SCOTUSblog By Amy Howe 2/13/2026
The Supreme Court will hear oral arguments on April 1 in the challenge to President Donald Trump’s executive order seeking to end the guarantee of citizenship to virtually everyone born in the United States. Like another high-profile case argued earlier this term, involving the challenge to Trump’s tariffs, the dispute has thus far garnered a large number of amicus or “friend of the court” briefs – 18 in support of the Trump administration and one that, although theoretically in support of neither side, tends to favor the administration.
I highlight some of the arguments made in the briefs supporting the Trump administration below. When the “friend of the court” briefs supporting the challengers are all filed later this month, I will discuss those in a separate story.

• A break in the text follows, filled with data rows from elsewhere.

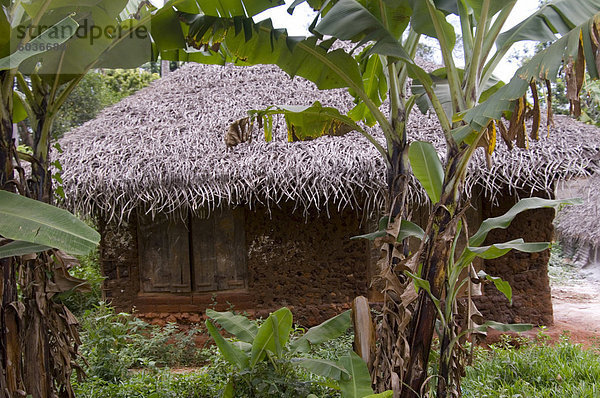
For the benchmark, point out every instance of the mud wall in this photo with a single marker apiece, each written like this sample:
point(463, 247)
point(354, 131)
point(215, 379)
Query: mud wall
point(119, 262)
point(527, 273)
point(304, 261)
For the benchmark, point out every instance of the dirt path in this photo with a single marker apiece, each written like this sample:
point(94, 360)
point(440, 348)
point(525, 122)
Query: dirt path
point(576, 304)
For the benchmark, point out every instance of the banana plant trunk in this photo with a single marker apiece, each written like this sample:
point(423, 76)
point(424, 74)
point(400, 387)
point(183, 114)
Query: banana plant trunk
point(11, 379)
point(444, 226)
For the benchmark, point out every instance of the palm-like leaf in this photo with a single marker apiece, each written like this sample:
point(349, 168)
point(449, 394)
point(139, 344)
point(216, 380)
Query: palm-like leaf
point(44, 224)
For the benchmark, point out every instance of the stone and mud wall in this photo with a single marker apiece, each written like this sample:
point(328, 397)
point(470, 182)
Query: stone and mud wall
point(308, 263)
point(527, 273)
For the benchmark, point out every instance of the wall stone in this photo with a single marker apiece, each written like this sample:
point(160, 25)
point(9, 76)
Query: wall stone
point(527, 273)
point(307, 262)
point(304, 261)
point(119, 262)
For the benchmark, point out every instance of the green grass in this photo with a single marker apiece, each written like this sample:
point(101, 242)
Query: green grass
point(534, 370)
point(150, 384)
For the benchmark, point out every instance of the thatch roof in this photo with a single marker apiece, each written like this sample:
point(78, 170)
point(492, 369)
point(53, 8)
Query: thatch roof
point(582, 222)
point(162, 149)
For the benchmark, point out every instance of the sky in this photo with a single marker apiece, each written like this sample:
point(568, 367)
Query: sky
point(303, 16)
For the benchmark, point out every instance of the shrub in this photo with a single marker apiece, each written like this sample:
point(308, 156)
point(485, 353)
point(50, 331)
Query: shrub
point(89, 270)
point(113, 343)
point(153, 384)
point(534, 370)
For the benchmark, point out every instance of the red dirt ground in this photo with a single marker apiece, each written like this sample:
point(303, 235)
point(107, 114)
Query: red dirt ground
point(576, 304)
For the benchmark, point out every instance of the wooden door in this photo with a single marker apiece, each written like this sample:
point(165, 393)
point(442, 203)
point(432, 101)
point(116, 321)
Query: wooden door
point(164, 255)
point(219, 251)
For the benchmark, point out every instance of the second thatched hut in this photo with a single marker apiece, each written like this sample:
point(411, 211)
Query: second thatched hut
point(187, 223)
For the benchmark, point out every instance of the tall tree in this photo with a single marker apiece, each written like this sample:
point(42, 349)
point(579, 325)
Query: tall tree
point(469, 103)
point(46, 47)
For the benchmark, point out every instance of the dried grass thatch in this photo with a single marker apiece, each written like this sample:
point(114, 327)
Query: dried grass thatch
point(582, 223)
point(162, 150)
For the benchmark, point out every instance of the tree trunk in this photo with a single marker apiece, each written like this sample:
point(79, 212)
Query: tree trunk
point(422, 324)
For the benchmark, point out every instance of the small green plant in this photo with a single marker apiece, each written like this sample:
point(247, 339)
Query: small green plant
point(267, 362)
point(150, 384)
point(534, 370)
point(89, 270)
point(113, 343)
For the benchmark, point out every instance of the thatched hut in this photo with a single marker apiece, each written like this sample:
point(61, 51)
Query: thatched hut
point(187, 223)
point(578, 227)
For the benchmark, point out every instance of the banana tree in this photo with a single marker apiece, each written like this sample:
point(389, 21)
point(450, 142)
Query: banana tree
point(46, 47)
point(468, 101)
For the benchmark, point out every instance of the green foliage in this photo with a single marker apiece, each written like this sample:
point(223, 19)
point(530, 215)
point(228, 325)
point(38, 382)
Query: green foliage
point(88, 269)
point(43, 224)
point(534, 370)
point(113, 343)
point(96, 91)
point(270, 362)
point(161, 384)
point(427, 168)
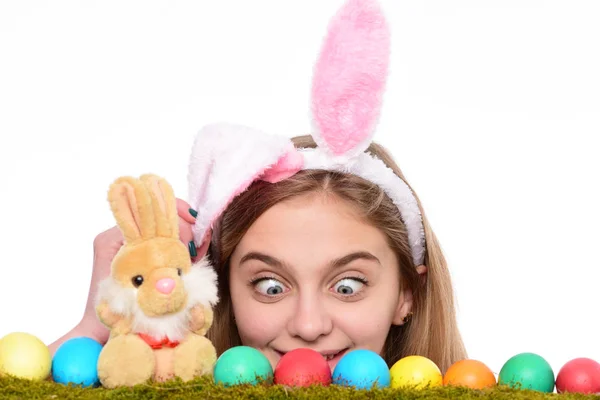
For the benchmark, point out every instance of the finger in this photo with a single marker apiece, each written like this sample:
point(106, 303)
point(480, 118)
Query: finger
point(185, 211)
point(185, 231)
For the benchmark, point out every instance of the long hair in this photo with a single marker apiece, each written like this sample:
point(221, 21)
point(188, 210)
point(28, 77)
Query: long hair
point(431, 332)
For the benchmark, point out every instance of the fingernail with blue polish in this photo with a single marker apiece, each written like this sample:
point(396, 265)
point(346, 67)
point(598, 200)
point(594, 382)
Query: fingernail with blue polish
point(192, 248)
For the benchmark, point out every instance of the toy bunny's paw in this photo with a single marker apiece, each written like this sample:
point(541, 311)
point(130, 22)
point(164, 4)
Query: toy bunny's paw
point(201, 319)
point(194, 357)
point(118, 324)
point(125, 360)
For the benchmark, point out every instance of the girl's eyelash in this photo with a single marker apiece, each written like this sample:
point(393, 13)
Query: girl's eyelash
point(361, 279)
point(255, 280)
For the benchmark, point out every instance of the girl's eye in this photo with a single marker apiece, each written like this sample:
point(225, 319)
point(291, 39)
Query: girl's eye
point(348, 286)
point(270, 287)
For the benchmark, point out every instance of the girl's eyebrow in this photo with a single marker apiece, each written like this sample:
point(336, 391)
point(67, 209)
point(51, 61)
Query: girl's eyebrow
point(336, 263)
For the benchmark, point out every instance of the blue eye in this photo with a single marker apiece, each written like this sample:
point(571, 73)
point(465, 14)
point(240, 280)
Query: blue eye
point(270, 287)
point(348, 286)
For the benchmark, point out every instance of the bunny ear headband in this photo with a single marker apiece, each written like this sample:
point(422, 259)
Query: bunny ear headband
point(348, 84)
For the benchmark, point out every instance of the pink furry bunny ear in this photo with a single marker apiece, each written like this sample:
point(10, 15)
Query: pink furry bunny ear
point(349, 79)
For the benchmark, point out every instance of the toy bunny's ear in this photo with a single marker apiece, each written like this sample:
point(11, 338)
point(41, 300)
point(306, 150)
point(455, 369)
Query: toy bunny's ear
point(132, 207)
point(349, 79)
point(164, 205)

Several briefs focus on echoing or adding to the Trump administration’s arguments on the text of the Constitution.The 14th Amendment provides that “[a]ll persons born … in the United States, and subject to the jurisdiction thereof, are citizens of the United States and of the State wherein they reside.” The Trump administration’s argument centers on the idea that to obtain citizenship at birth, you must be “subject to the jurisdiction of the United States,” which in turn means that you must be “completely subject” to this country’s “political jurisdiction,” “owing it ‘direct and immediate allegiance.’” The children of noncitizens who live only temporarily in the United States, the federal government contends, “owe primary allegiance to their parents’ home countries, not the United States” and therefore are not covered by the 14th Amendment’s citizenship clause.
Law professor Ilan Wurman offers a closer look at the rule in place in early English and U.S. history. He contends that, contrary to conventional wisdom, birthright citizenship was not universally available but was instead only available to the children of “parents under the sovereign’s protection. In exchange for that protection,” he writes, “the parents owed the sovereign allegiance” – a rule that “is unlikely to have applied” to the children of undocumented immigrants, whose parents would not have been under the sovereign’s protection. And “the leading drafters of the Civil Rights Act and the Fourteenth Amendment,” he says, “appear to have presumed temporary visitors would be excluded” from birthright citizenship because they were not subject to the “complete jurisdiction” of the United States.
Another law professor, Richard Epstein, points to the laws that governed the naturalization of U.S. citizens around the time of the adoption of the 14th Amendment to support the argument that the phrase “subject to the jurisdiction” of the United States does not apply to the children of undocumented immigrants. Under those laws, Epstein contends, someone who wanted to become a naturalized U.S. citizen “had to take an oath renouncing all loyalties to any foreign sovereign”; the children of a naturalized citizen would only then become U.S. citizens as well. “Because ‘subject to the jurisdiction thereof’ excludes individuals born owing allegiance to a foreign country,” Epstein asserts, “the phrase excludes children born to illegal immigrants. Even the most precocious newborn babies cannot renounce foreign ties. Only their parents can. And illegal aliens, by definition, have not done so,” Epstein concludes.